Judge of the Court of Appeal of Sri Lanka
- In office 1 December 2020 – 1 September 2026
- Appointed by: Gotabaya Rajapaksa

Judge of the High Court of Sri Lanka
- In office 2012 – 1 December 2020
- Appointed by: Mahinda Rajapaksa

Personal details
- Born: Ratnapriya Gurusinghe 1 September 1963 (age 63)

= Ratnapriya Gurusinghe =

Sri Lankan judge of the Court of Appeal (born 1963)

Ratnapriya Gurusinghe (born 1 September 1963) is a Sri Lankan lawyer who served as a judge of the Court of Appeal of Sri Lanka from 1 December 2020 till 1 September 2026.

==Career==
Gurusinghe joined the judiciary on 5 March 1996 and served as a judge in Sri Lanka's Magistrate's Court, District Court and the High Court. He was elevated as a judge of the Court of Appeal on 1 December 2020 by President Gotabaya Rajapaksa.
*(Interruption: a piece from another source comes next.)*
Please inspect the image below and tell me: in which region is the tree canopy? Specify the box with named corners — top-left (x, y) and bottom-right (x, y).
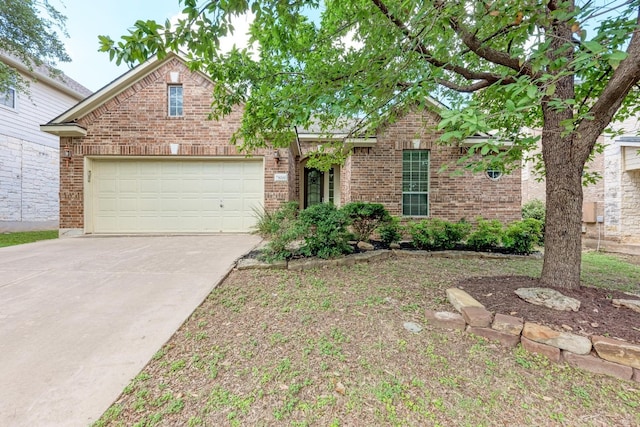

In July 2025, the then Chief Justice, Murdu Fernando, recommended Gurusinghe for appointment as a puisne justice of the Supreme Court of Sri Lanka. The recommendation was forwarded to President Anura Kumara Dissanayake, who was expected to submit it to the Constitutional Council for approval. However, this did not come to pass, and Gurusinghe retired on 1 September 2026 upon reaching 63, the mandatory retirement age for a judge of the Court of Appeal.